Jax glared at him with such hurt and disappointment that Wiggins put down the paper. “All right. I’ll take a look-see.”
“Would ya?”
“No promises, like.”
“Fanks, Wiggins,” she smiled shyly.
“In return, yous take another nose around out east. For Peter.”
“I’m telling you, he ain’t there.”
Wiggins frowned at her, and kept the stare until she shrugged. “Good,” he said. “Now hop it.”
She dragged herself from the table. “If you find Millie . . .”
“I’ll tell her to write. Say bollocks to your mum for me.”
Jax sloped toward the door. “Oi,” Wiggins called out, holding up a large dull shilling between finger and thumb. “You forgot your general.”
“Good of you to come,” Soapy drawled.
Kell scratched at his beard. He’d known Soapy for years and yet he was never quite sure how genuine anything he said ever was. “It’s not every day I’m summoned to the Cabinet Office,” he replied. “Simpkins even referred to you as Secretary Pears.”
Soapy glanced up at Kell. “I didn’t realize you had a clerk,” he said, gesturing to the empty chair opposite his desk. “Pew?”

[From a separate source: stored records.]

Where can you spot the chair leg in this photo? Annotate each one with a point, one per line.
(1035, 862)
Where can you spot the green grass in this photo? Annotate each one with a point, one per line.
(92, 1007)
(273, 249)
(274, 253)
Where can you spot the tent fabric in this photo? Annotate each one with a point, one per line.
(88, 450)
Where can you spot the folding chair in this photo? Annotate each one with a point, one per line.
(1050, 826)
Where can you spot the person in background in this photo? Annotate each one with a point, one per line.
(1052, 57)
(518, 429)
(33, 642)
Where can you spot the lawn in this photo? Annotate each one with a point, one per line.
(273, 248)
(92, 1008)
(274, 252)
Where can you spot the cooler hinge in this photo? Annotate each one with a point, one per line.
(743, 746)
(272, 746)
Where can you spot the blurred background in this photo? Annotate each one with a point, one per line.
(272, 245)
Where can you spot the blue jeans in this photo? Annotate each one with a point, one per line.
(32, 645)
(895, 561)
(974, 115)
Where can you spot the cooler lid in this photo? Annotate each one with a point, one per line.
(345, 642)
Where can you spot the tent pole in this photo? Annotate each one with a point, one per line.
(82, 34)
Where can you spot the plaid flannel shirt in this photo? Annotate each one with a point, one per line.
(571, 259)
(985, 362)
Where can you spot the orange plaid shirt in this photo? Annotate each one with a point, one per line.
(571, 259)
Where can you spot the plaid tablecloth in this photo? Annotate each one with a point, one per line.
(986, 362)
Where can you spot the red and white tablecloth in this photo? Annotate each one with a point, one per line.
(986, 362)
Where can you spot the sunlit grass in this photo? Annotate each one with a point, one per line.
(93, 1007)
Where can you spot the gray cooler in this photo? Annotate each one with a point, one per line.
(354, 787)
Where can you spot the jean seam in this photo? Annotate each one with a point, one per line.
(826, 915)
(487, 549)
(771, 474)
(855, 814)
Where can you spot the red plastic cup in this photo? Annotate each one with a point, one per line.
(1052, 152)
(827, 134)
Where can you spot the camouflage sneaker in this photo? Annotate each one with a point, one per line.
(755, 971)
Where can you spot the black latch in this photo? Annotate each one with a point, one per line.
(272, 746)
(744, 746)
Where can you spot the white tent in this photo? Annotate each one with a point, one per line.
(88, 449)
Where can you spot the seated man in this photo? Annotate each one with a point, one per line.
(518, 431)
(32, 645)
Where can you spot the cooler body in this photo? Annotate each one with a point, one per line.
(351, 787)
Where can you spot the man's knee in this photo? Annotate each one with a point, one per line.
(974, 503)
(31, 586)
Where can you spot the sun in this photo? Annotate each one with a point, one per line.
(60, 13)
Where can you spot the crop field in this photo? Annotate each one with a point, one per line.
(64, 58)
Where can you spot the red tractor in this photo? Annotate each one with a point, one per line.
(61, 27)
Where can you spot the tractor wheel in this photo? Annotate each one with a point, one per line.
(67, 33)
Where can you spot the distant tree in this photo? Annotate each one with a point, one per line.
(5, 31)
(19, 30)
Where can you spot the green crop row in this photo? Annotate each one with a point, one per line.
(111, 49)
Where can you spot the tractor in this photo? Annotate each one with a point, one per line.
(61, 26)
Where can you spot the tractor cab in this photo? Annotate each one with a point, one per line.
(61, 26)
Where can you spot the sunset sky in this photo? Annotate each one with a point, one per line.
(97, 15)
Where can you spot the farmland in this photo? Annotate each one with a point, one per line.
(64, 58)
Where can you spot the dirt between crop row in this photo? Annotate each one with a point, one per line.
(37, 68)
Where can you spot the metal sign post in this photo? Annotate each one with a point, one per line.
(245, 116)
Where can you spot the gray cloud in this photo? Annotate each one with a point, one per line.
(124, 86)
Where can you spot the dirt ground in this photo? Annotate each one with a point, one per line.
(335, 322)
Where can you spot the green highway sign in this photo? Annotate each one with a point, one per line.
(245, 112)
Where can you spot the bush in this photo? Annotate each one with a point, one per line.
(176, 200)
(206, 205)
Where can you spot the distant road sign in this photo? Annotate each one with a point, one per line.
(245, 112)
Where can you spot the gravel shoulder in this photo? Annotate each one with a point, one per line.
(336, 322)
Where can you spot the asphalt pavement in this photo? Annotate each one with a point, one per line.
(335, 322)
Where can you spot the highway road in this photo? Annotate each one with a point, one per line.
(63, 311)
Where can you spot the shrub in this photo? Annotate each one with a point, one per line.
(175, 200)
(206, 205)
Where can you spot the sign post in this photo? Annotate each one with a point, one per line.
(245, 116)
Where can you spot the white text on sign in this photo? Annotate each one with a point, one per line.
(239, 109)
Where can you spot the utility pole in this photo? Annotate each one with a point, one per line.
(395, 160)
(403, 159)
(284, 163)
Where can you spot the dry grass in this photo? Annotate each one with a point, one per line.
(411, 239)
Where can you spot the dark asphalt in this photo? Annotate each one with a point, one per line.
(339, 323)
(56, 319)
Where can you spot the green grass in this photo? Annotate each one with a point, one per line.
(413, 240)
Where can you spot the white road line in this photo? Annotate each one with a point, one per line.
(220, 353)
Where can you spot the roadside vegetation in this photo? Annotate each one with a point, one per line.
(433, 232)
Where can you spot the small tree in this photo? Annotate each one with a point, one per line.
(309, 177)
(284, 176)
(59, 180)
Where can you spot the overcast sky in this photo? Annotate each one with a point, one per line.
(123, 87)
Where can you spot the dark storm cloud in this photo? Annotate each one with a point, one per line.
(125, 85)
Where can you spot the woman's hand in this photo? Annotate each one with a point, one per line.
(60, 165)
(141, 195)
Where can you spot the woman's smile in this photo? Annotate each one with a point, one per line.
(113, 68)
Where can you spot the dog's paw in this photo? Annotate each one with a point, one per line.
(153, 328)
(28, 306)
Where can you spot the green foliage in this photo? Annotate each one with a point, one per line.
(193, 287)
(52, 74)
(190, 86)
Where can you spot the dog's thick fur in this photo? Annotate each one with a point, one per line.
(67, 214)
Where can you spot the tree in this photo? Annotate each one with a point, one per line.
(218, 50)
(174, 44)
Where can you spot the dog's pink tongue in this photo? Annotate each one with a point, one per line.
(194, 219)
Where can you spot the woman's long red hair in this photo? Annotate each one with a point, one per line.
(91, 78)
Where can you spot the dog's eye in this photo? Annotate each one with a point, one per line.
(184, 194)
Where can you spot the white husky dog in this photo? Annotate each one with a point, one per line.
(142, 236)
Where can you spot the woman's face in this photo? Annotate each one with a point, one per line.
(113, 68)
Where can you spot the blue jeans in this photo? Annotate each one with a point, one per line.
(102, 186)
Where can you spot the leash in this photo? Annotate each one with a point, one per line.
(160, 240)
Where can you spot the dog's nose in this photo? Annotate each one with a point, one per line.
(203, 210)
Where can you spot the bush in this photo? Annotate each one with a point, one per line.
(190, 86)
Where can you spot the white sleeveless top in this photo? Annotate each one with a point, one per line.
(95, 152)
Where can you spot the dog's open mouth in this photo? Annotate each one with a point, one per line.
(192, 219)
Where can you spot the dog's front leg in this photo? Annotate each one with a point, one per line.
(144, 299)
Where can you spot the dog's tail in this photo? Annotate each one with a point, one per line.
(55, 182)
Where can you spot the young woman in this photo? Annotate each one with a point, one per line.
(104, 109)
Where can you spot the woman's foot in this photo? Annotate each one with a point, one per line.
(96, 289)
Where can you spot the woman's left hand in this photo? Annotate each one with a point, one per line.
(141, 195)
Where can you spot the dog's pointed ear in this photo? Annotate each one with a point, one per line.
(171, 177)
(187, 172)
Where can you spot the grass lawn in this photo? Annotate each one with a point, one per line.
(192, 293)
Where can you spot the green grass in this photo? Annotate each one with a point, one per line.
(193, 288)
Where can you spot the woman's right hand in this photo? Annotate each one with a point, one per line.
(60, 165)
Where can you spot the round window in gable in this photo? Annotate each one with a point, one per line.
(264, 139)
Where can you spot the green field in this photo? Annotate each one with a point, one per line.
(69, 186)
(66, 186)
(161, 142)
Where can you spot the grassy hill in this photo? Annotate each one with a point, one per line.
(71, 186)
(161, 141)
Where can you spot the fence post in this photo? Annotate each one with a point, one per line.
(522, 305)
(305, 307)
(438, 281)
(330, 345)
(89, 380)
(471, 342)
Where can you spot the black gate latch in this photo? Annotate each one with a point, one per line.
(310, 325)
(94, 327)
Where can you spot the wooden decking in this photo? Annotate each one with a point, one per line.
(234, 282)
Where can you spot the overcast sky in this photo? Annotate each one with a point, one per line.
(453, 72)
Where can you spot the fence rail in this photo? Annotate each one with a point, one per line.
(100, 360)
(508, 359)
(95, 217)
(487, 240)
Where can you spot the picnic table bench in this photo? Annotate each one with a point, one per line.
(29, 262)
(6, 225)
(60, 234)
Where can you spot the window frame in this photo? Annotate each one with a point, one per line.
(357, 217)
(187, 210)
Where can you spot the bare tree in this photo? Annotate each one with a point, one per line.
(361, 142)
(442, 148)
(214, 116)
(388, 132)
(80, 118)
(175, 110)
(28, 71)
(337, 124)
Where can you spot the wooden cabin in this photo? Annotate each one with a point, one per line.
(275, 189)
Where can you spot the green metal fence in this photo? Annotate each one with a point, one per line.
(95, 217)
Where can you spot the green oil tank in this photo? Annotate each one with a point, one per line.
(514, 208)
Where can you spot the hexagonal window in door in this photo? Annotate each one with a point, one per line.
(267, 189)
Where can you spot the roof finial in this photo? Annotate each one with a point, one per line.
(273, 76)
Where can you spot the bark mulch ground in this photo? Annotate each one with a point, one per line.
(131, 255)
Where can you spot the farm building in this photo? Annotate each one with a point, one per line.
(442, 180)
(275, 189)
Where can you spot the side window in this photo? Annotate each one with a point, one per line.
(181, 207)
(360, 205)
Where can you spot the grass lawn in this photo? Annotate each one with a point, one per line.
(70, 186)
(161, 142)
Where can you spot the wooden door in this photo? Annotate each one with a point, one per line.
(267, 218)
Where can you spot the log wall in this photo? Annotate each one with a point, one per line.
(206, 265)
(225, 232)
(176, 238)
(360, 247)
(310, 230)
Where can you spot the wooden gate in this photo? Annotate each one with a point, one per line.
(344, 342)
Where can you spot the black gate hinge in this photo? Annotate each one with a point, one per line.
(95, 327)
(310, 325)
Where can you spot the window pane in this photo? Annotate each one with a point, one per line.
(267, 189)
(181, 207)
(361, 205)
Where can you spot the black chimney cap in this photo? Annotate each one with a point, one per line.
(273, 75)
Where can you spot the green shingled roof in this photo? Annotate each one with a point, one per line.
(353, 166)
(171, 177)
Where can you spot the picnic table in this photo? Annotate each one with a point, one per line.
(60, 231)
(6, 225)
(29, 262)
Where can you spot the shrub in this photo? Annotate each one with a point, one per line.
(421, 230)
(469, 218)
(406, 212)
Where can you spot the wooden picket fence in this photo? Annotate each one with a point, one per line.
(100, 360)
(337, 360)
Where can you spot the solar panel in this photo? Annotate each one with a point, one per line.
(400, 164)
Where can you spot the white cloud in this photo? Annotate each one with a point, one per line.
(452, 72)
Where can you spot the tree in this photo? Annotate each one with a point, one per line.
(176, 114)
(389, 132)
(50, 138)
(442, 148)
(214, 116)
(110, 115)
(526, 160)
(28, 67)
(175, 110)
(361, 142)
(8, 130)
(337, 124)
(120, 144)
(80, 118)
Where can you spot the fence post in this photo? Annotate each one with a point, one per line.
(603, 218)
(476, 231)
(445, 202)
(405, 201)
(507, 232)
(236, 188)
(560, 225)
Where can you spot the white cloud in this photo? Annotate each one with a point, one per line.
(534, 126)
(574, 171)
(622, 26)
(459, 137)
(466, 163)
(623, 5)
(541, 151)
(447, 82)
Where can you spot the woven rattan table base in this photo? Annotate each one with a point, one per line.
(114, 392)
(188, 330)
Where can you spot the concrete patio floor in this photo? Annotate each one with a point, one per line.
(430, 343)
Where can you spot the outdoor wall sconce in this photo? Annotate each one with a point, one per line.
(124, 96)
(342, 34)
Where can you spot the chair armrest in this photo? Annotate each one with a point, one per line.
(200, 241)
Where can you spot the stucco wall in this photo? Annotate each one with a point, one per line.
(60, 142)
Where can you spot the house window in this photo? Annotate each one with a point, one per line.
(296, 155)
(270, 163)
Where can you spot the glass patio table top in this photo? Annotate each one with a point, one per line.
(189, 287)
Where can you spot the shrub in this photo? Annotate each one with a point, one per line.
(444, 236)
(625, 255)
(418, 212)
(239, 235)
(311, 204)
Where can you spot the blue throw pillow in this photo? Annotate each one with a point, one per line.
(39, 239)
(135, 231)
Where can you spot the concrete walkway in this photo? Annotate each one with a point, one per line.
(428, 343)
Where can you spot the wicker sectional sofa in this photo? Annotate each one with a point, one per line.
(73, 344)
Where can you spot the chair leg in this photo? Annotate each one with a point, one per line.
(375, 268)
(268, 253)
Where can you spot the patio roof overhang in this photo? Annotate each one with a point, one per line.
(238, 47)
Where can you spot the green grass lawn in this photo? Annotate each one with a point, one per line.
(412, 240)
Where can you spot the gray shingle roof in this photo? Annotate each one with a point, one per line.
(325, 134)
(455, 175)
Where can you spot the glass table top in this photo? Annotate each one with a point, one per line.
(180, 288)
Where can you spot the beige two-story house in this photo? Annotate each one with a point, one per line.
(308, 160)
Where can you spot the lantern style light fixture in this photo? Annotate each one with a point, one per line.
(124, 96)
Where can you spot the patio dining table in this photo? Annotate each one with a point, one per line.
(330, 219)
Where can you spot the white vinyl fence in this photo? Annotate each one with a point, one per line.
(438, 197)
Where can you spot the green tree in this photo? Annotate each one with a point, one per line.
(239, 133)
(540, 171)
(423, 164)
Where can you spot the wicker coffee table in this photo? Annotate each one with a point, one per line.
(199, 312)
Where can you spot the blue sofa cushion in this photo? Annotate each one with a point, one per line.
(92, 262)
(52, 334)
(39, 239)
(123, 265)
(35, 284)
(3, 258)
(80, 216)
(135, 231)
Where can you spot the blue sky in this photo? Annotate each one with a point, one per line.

Kell sat down, slightly uneasy. Soapy was something big in the civil service, and seemed to wield more power with every passing month. He sat in the Cabinet Office like a lazy cat that never quite went to sleep. But he’d rarely summoned Kell in such a way, and they never met at the office.
“Sorry we couldn’t meet at the club, old man,” Soapy spoke to Kell’s thoughts. “Bit delicate.” He leaned forward and offered Kell a cigarette from an ebony box on the desk.
They smoked for a moment. Kell waited. Saying too much in Whitehall could get you into trouble.
“Asquith doesn’t like you chaps.”
“So you tell me. Often.”
“Hmm. Yes. But he doesn’t like the sewage workers either—doesn’t stop him, well, yes, ha ha, you get the point.”
“I do,” Kell said.
Soapy stubbed out his smoke. “And do you know about the latest treaty with Italy?”